Confirming that, New Jersey Gov. Chris Christie quickly agreed to a selfie during a Vermont visit in 2013. That led the couple to the Granite State to snap shots with 2016 candidates Jeb Bush, Hillary Clinton, Rand Paul and Scott Walker, all with the idea they’d ultimately land a photo with a future president.
The plan’s only hiccup: They didn’t anticipate the need to seek out Donald Trump.
Undeterred, the couple is back on the campaign trail. They started with former Vice President Joe Biden, who visited Burlington in 2018, and since have traveled to New Hampshire to meet, in alphabetical order, Cory Booker, Pete Buttigieg, Kirsten Gillibrand, Kamala Harris, John Hickenlooper, Amy Klobuchar, Beto O’Rourke, Elizabeth Warren, Marianne Williamson and Andrew Yang.
In most cases — take Michael Bloomberg’s visit to Burlington last month — the couple simply has arrived in advance, waited several hours and snagged a selfie.
Yet for years, one candidate remained elusive: Sanders, their fellow Vermonter. The home-stater seemed an easy get when they purchased tickets to a Portsmouth, New Hampshire, Democratic Party fundraising dinner he was speaking at in 2015.
“Our theory was there wouldn’t be a huge crowd,” Greg recalls, “and we could walk up to Bernie as we did with Christie.”
Instead, Sanders gave his speech and sped out the door.
“We were super bummed,” Greg says. “Every other one of the top 10 candidates we met we got on our first try.”
The couple had no better luck on their second and countless subsequent tries, which often required finding someone to babysit their now 3-year-old son.

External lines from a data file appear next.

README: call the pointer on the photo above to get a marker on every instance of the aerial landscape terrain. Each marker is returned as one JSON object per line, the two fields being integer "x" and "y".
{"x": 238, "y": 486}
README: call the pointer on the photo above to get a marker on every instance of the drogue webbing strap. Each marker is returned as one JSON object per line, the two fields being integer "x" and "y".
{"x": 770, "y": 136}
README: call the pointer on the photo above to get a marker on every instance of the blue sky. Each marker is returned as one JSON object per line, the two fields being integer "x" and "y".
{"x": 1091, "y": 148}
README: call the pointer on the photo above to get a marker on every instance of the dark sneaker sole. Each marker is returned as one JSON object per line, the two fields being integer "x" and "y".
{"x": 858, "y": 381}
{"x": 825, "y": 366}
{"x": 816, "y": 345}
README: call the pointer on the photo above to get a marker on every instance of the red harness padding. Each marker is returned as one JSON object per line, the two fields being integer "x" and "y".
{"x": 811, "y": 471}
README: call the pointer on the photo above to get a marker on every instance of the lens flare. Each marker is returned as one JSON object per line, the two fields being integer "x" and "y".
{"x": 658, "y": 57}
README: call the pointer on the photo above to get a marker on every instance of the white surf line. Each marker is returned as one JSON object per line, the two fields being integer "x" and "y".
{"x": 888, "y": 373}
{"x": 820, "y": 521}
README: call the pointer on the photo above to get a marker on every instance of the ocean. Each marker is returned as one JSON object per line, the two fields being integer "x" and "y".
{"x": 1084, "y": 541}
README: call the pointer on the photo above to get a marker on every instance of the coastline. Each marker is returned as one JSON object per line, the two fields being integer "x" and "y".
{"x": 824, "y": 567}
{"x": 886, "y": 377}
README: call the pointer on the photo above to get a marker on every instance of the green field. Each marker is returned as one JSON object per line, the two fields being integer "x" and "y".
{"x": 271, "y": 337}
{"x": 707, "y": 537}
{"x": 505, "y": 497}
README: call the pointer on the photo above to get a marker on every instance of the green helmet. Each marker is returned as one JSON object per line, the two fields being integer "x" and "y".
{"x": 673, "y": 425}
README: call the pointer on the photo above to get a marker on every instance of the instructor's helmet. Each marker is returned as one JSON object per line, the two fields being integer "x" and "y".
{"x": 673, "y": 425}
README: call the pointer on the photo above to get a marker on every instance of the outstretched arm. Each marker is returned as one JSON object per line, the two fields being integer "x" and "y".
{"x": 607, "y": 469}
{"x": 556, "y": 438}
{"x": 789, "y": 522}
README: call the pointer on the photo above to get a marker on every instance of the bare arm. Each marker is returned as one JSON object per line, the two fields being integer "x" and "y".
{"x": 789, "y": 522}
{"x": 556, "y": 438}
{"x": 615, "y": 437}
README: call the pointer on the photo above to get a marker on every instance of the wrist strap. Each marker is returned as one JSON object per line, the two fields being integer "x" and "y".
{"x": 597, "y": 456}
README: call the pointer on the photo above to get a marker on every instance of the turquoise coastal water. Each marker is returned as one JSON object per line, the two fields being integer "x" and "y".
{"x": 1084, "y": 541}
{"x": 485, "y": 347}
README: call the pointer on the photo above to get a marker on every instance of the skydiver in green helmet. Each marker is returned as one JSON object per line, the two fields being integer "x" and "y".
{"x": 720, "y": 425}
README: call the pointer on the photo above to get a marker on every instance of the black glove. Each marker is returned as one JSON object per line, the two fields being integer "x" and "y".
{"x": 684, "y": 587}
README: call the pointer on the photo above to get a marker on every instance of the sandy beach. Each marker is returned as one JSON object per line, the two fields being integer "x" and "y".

“We named him Eisen after the president,” his father says.
“When he’s bad he’s Eisenhower,” his mother adds.
The couple had high hopes upon arriving in Montpelier for Sanders’ 2020 campaign kickoff rally the Saturday of last Memorial Day weekend. Instead, the candidate again fled after his remarks, leaving the couple with one last option.

Weeks earlier, they had befriended a New Hampshire man named Carlos Cardona. They didn’t know he’d soon be profiled as “an unlikely political mogul” by the Washington Post — and hosting a rare house party for Sanders.
A small backyard event seemed the perfect place for a selfie. But when they arrived last Memorial Day, they discovered a crowd of 350 people. The couple felt a sinking sense of déjà vu as Sanders began his stump speech. Then he surprised everyone by ending it with a question: Who wants a photo?
“We worked for four years to get this,” Greg says of the result.
In it, Sanders is smiling.
“I hope it’s because he saw a couple of Vermonters and heard our story,” Greg says.
Whatever the reason, the couple is happy, too.
“Bernie had been our elusive white whale,” Amy says.
“But now he’s a piece of our larger journey,” Greg says. “I still pull out the photo and think, ‘Wow, we did this.’ We’re not rich and powerful, we’re just normal Joes who live in small-town Vermont. How humbling and amazing is it that instead of going to a gravesite, you can meet living history?”